Les légumes ne donnent lieu qu'à un commerce local, citons notamment le gombo, le manioc, la patate, la tomate, l'oignon....Mentionnons la pomme de terre, d'introduction récente, dont la culture est principalement assurée par la Fédération des Paysans du Fouta Djallon. (FPFD).


La faune

Le Guide Bleu de 1958 parle de la Guinée comme d'un pays de grandes chasses où l'on trouve des lions, des éléphants, des panthères et des hyènes, ceux-ci ont maintenant pratiquement disparus. La chasse, activité très répandue parmi les populations explique cette raréfaction.

En revanche certaines espèces sont toujours très présentes : singes (chimpanzés, cynocéphales...), phacochères, agoutis, oiseaux, reptiles. On trouve encore des hippopotames et de petits ruminants (biches). Les papillons sont très nombreux et variés en Guinée Forestière.

Il existe au sommet des monts Nimba, un crapaud vivipare (seule espèce, les autres sont ovipares), très rare le « Nectophrinoïdes Occidentalis ».

Redescendus à basse altitude ils deviennent ovipares. Dans cette région vivent également des chimpanzés au comportement particulier, les « Pans Satyrus » qui vivraient en famille et enterreraient leurs morts.

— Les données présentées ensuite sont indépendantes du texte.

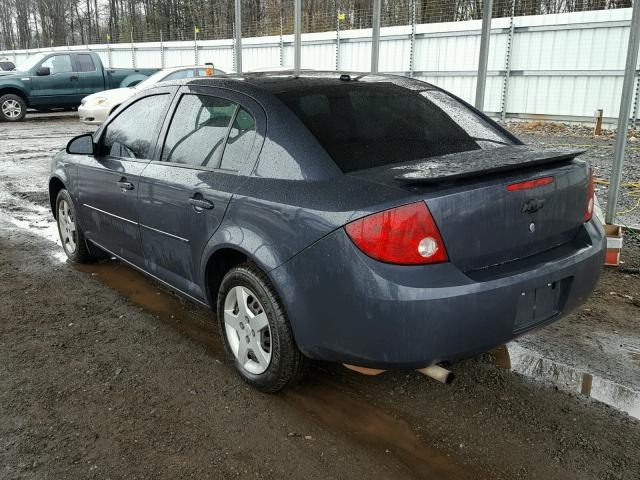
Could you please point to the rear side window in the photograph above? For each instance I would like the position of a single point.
(85, 63)
(198, 131)
(131, 133)
(365, 125)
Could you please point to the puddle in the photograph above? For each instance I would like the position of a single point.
(190, 319)
(337, 410)
(528, 363)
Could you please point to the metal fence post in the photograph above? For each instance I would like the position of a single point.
(636, 102)
(297, 41)
(238, 63)
(375, 36)
(281, 44)
(507, 64)
(412, 47)
(623, 116)
(484, 53)
(109, 58)
(234, 56)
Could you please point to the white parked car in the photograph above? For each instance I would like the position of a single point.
(95, 108)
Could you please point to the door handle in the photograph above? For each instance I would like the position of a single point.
(124, 185)
(200, 204)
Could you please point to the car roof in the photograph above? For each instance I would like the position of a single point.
(187, 67)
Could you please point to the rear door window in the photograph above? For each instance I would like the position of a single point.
(132, 132)
(188, 73)
(365, 125)
(209, 131)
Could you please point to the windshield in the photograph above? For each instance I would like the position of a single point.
(152, 80)
(30, 62)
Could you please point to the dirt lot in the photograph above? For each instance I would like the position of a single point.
(105, 374)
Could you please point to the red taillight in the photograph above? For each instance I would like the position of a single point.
(538, 182)
(588, 213)
(405, 235)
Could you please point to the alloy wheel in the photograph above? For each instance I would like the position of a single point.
(248, 331)
(11, 108)
(67, 227)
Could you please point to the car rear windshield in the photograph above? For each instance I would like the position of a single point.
(365, 125)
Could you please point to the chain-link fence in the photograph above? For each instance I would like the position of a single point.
(559, 68)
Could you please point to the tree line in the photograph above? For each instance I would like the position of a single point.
(44, 23)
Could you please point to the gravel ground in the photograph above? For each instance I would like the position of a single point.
(105, 374)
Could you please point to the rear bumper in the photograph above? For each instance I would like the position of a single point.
(346, 307)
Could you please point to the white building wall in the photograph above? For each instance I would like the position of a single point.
(563, 65)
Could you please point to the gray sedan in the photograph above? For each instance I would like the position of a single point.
(371, 220)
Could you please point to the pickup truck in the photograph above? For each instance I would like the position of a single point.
(60, 80)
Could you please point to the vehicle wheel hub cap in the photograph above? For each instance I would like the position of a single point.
(11, 109)
(247, 329)
(67, 227)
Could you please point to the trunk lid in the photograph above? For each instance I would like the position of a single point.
(485, 222)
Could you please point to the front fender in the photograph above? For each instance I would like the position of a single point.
(131, 80)
(241, 239)
(61, 168)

On trouve encore quelques troupeaux d'éléphants, en Guinée Forestière, dans les forêts classées de Diecké et Ziama.

Sur le plan des animaux domestiques, on notera la race bovine « N'Dama » de petite taille et élégante. Elle est rustique mais mauvaise laitière. Sa principale qualité est d'être « trypanotolérante », c'est-à-dire insensible à la trypanosomiase, maladie dite du sommeil, transmise par la mouche tsé-tsé, présente dans de nombreuses régions de Guinée. Cette tolérance, exceptionnelle, a suscité l'intérêt des zootechniciens qui ont entrepris des essais de croisement, afin de conserver la trypanotolérance et d'améliorer les caractéristiques économiques (viande, lait). Le croisement de la N'Dama et de l'Abondance a donné « N'Damance ».


Les ressources naturelles



Il est de coutume à propos de la Guinée de parler d'un pays à fort potentiel et de « scandale géologique », ces expressions toutes faites recouvrent cependant une certaine réalité. On notera en particulier le potentiel hydroélectrique, les nombreux gisements miniers (bauxite, or, diamant, fer), et un climat favorable à de nombreuses cultures.

Le Gouverneur, R. Pré écrivait en 1951 « d'ici peu d'années, la Guinée, si elle le veut, [pourra non seulement] exporter en abondance des minerais de toutes sortes, mais encore installer sur son sol une industrie métallurgique qui jointe aux industries de transformation complémentaires de son activité agricole seront le point de départ d'une transformation radicale de son économie. Si l'on ajoute encore les perspectives de culture mécanique du riz dans les vallées et les plaines littorales, il semble que l'avenir dans tous les domaines soit assuré ».